18 Temmuz 2012 Çarşamba

CEP TELEFONUMDAKİ REKLAM

öğleden sonra sevgili aradı akşam sinemaya gitme isteğiyle. malum, gidilebilecek en serin yer orası diye pek üzerinde durmadan, filmi araştırmadan hemen kabul ettim. bizimkinin sıcak başına vurdu bu aralar, sürekli yanlış yollara girip duruyor. daire çiziyoruz kipa'yı bulacağız diye. sonra da hep suçu bana atıyor. geçen gün ben çok hastaydım, yolu kaçırdı, "sana bakayım derken oldu" dedi. bugün gayet iyiydim yine daireler çizmeye başladı ama yeni bahane yok; "senin yüzünden yanlış yola girdim, sana bakarken oldu." neyse sağ salim vardık. önce kahve keyfi yaptık, hani şu su püskürtmeli serinletme yöntemi olan yerlerden birinde. ben, eve de bundan istiyorum diye tutturdum. koltuğa yayılmış, bilgisayarımı kucağıma almış yazarken şöyle tepemden arada bir minik su zerrecikleri gelse fena mı? sevgili de bu fikri sevdi. ay ne güzel olur şöyle böyle diye konuşurken ben caydım. "bunu eve yaptırmak çok maliyetli olur vazgeçelim." yani birimizin en azından mantıklı olması lazım değil mi? mantıklı bir insanım çok şükür.

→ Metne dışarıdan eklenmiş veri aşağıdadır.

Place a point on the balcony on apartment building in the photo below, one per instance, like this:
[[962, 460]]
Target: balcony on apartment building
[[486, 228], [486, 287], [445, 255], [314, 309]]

sonra biletlerimizi alıp içeri geçtik. salon bomboştu. pek severim böyle boş salonda film izlemeyi. ilk iş ayakkabılarımı çıkarırım. ev moduna geçerim. ben o moda geçerken ve telefonumun sesini kapatmışken tam, alet kıpraştı. baktım bir istanbul numarası. açtım:
ben- efendim?
tel- cinsel gücünüzü artıracak...
ben- ne? (sevgiliye döndüm) a... ne diyor bu ya, cinsel gücümü artıracakmış.
sevgili- ne?
(telefonu tekrar kulağıma götürdüm)
tel.- ürünümüz bakanlık onaylı olup....
ben- hem de bakanlıktan onay almışlar
sevgili telefonu kaptı elimden ve gerisini o dinledi. arayan ne dedi o esnada bilmiyorum ama bizimki pis pis sırıtıyordu. versene ya, deyip almaya çalıştım, vermiyor. ben çekiyorum, o kulağına götürmeye çalışıyor hahaha diye gülerek. son bir hamle ile atıldım telefona "geceleriniz uzayacak" sözünü duydum ve güç bela kapama tuşuna bastım. bu arada içeri giren bir çift, tam önümüzdeki yerlerine otururken tuhaf tuhaf bize baktıysa da, bir şey anlamadılar. öyle umuyorum yani.

bu cep telefonu aracılı reklamları iyice abartmışlar anlayacağınız. sinemada ne cinselliği kardeşim! ayrıca gecelerimiz nasıl uzayacak yaz günü? doğaya aykırı. yazın gündüzler uzun ve sıcak, geceler kısa ve sıcak geçer. bunu herkes bilir. bu sıcakta da seks falan yapılamaz. ayrıca ilaç satacaklarına "bu sıcakta seks olmaz" diyenler için üretilmiş 'havadan su zerreciği püskürtmeli soğutma sistemleri' falan satmalılar.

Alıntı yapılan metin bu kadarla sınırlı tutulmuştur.